Sayın rektörün yöneticisi olduğu Üniversitenin ismini de taşıyan bu ulusun kurtuluşunda büyük emekleri geçmiş olan saygıdeğer hemşerimiz İsmet İnönüyü Hitlere benzetilirken ve faşistlikle suçlanırken tepki göstermemiş olması kamuoyuna hiçbir açıklama yapmaması da oldukça düşündürücüdür. Üniversitenin bu ürkütücü kurumsal suskunluğunun sorgulanması ve geçici olup olmadığının saptanması büyük önem taşıyor. Üniversite bu süreçte susarsa, hiçbir zaman siyasal iktidarların izini dışında ağzını açamaz ve konuşamaz. ATATÜRK ve İNÖNÜ bu ulusun ortak değerleridir. Unutmayınız ki! Değerlerini yok eden uluslar, hür ve bağımsız yaşayamazlar.
Sayın Rektör! Atatürk ve İnönü nün yıpratılmasının kimseye yararı olmayacaktır.
Kurtuluş Savaşını vererek ulus devlet ve üniter yapı temelinde çağdaş Türkiye Cumhuriyetini kuran Kahraman Atatürk ve Kemalizme başka hesaplara da engel olduğunu bilen dıştakilerle sinsi bir işbirliği içine girmiş olanlar bilmelidirler ki; Atatürkün önderliğinde gerçekleştirilen Cumhuriyetin çağdaş kazanımlarına sonsuza, değerlerine sonuna kadar sahip çıkacağız.
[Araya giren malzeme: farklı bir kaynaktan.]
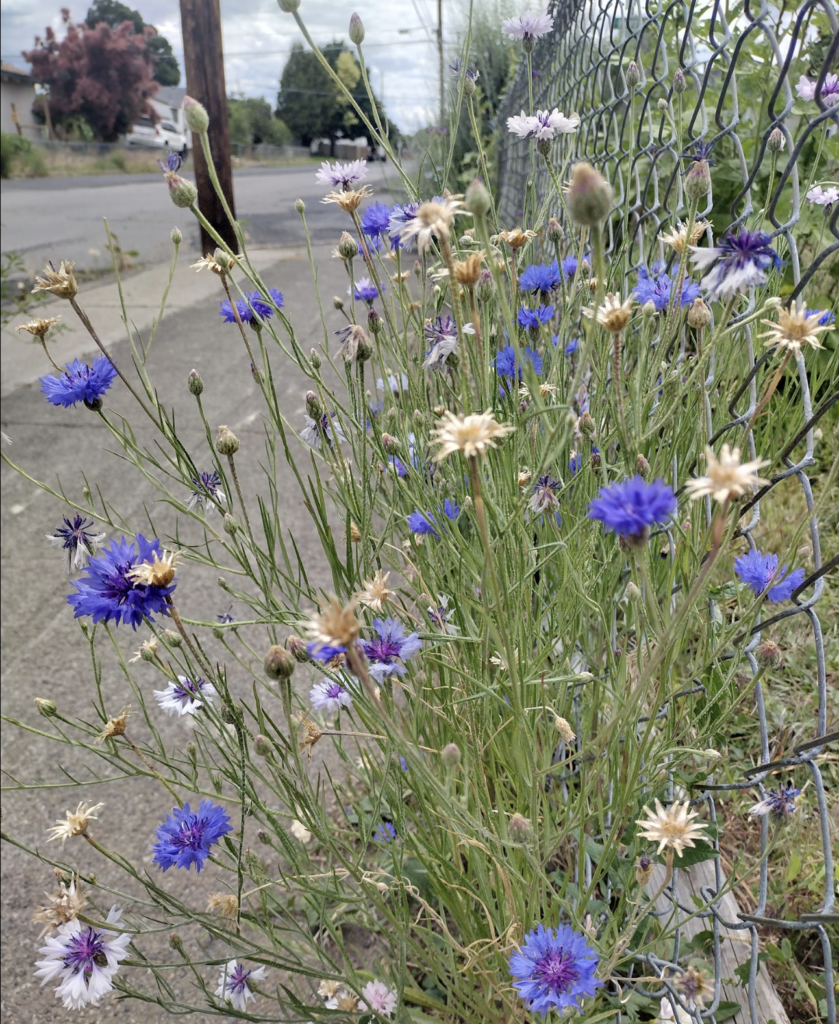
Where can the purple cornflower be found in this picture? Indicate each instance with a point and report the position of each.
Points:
(389, 648)
(208, 492)
(375, 220)
(385, 833)
(341, 176)
(779, 803)
(365, 291)
(185, 837)
(425, 523)
(534, 318)
(84, 960)
(657, 286)
(330, 696)
(554, 969)
(760, 572)
(184, 696)
(109, 594)
(630, 508)
(542, 278)
(77, 541)
(738, 263)
(235, 981)
(80, 383)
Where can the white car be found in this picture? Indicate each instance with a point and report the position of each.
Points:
(163, 135)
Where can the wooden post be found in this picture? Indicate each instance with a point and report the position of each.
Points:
(204, 65)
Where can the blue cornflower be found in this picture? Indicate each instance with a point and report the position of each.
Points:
(542, 278)
(535, 317)
(386, 650)
(507, 366)
(554, 969)
(780, 803)
(630, 508)
(77, 541)
(111, 593)
(385, 833)
(375, 220)
(657, 286)
(185, 836)
(740, 262)
(826, 316)
(80, 383)
(425, 523)
(760, 572)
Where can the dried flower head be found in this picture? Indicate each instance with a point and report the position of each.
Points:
(224, 904)
(375, 592)
(472, 435)
(60, 282)
(115, 726)
(75, 823)
(677, 238)
(613, 314)
(796, 327)
(673, 828)
(727, 477)
(159, 572)
(38, 328)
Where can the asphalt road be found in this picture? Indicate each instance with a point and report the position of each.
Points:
(44, 652)
(51, 218)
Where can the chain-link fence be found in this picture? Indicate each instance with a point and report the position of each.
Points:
(740, 70)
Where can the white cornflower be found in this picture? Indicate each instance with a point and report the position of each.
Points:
(234, 984)
(84, 961)
(673, 828)
(727, 477)
(473, 435)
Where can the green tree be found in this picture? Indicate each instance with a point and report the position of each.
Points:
(114, 12)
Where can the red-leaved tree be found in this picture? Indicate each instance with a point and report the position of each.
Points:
(102, 76)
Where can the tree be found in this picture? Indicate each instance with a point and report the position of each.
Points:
(253, 122)
(310, 102)
(101, 76)
(114, 13)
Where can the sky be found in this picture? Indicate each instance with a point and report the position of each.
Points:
(400, 45)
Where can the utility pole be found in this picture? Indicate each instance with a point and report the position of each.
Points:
(204, 65)
(439, 58)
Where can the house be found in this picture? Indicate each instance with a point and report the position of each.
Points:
(168, 104)
(16, 97)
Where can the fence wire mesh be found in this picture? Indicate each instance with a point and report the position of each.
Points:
(737, 65)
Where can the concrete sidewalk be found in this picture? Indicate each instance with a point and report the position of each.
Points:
(44, 652)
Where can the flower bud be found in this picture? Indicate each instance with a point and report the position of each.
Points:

Bize düşen görev ve sorumluluk, Atatürkün kutsal emanetinin, bağımsız, laik ve demokratik Cumhuriyetimizin rövanşını kimseye, hiç bir koşulda vermeyeceğimizidir. Bilimi besleyen damarları kesmekten çıkar umanlara karşı; bilimin, aklın ve aydınlığın temsilcilerinin yanında olmak hepimizin görevidir.
Bilinmelidir ki Atatürkü ne kalplerden söküp atmak nede beyinlerden silmek mümkün değildir. Onu her koşulda savunmak kollamak namuslu her yurttaşın görevidir.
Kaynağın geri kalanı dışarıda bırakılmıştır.